The Analyst Agent: Once the data is curated, the Analyst takes over. It synthesizes the disparate snippets into a cohesive narrative, drafting the sections of the report that used to take days to write.
Model Selection: The Cost vs. Capability Trade-off
One of the most interesting findings during our testing was the divergence in model economics. We benchmarked three cutting-edge models: Gemini 3.0, Opus 4.5, and GPT-5.2.
Using Portkey to measure exact token usage and costs, the results were illuminating:
- GPT-5.2 was powerful but priced at a premium—nearly 9x the cost of the alternatives.
- Gemini 3.0 and Opus 4.5 landed in the “Goldilocks zone”—a tight race between high capability and reasonable cost.
While the total cost per run is only in the single-digit USD range (making even the expensive models affordable for a quarterly report), the efficiency of Gemini and Opus proved that you don’t always need the most expensive hammer to drive a nail.
The Human-in-the-Loop: Trust but Verify
In Pharma, accuracy isn’t a “nice to have”—it’s a requirement. We cannot tolerate hallucinations.
We designed the system so the AI is the drafter, not the publisher. The workflow generates a draft, complete with source citations. A human Portfolio Manager then acts as the Editor-in-Chief. They review the narrative, cross-check the sources (which are always linked), and validate the strategic conclusions.
If a number looks “off,” the manager clicks the source link to verify. If the narrative lacks nuance, the manager adds it. Only when the human is satisfied do they click the button that packages the report into an HTML email and PDF for senior management.

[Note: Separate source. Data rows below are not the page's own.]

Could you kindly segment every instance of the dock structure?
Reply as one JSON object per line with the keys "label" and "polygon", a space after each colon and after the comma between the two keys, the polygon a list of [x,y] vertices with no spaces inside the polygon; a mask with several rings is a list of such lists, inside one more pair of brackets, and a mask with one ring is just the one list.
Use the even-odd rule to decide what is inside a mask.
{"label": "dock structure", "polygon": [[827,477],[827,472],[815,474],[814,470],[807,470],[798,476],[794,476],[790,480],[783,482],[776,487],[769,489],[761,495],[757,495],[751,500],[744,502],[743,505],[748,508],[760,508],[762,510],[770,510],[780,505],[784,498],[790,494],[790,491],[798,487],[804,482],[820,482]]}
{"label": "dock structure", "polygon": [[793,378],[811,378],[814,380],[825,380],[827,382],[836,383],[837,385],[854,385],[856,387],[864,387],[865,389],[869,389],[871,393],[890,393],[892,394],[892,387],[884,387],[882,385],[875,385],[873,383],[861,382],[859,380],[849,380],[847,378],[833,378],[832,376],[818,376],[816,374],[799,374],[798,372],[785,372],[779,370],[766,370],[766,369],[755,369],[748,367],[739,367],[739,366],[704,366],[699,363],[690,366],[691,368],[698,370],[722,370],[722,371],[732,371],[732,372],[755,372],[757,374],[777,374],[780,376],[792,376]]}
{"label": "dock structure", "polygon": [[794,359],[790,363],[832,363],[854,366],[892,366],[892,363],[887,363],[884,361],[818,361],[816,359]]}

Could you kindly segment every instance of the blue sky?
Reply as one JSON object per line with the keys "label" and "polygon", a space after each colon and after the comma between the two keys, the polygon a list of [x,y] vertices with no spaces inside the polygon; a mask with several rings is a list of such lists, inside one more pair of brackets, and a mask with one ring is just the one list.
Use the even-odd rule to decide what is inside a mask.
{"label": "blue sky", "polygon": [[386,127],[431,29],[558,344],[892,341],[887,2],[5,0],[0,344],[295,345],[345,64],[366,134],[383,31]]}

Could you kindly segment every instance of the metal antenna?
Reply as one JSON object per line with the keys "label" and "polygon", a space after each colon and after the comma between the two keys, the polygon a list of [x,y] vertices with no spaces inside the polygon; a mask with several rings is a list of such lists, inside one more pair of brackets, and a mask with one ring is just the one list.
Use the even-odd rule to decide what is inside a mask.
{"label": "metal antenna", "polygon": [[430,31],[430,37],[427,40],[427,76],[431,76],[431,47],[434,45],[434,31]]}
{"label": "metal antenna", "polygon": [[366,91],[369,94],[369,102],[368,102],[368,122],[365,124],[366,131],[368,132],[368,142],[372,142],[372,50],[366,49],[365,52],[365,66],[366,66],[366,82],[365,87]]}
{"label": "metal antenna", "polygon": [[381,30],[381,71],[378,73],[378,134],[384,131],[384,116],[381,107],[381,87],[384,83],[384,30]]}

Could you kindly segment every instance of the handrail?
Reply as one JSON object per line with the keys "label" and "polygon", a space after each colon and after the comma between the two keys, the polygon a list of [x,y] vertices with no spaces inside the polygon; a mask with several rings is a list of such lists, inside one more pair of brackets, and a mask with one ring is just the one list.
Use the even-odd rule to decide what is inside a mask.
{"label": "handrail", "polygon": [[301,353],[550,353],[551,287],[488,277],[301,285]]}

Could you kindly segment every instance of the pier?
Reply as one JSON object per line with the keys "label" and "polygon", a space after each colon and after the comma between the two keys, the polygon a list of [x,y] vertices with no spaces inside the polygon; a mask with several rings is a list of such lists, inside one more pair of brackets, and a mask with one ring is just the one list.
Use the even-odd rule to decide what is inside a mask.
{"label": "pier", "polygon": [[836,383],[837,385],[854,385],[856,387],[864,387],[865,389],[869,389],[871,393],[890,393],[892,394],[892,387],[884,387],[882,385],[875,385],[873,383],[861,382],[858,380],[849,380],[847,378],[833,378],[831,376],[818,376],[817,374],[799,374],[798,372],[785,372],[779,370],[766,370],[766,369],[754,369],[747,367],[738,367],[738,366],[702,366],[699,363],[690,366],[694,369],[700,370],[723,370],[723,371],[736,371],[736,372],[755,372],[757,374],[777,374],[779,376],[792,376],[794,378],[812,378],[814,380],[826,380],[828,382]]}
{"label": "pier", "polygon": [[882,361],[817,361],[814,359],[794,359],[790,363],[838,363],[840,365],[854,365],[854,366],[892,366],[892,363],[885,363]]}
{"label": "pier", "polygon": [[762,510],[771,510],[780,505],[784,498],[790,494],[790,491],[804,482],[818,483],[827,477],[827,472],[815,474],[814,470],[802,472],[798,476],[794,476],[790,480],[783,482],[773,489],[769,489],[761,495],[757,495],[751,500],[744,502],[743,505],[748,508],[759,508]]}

The ROI: From 80% Grunt Work to 100% Strategy
The impact was immediate. We reduced the drafting time by approximately 80%.
But the real return on investment isn’t just time saved; it’s the shift in mindset. We are no longer data gatherers. We are architects of intelligence, supported by a team of AI agents that work 24/7.
This project proved that with the right low-code tools and a clear understanding of the workflow, “Agentic AI” isn’t just a buzzword for tech giants. It’s a practical reality for any department willing to reimagine how they work.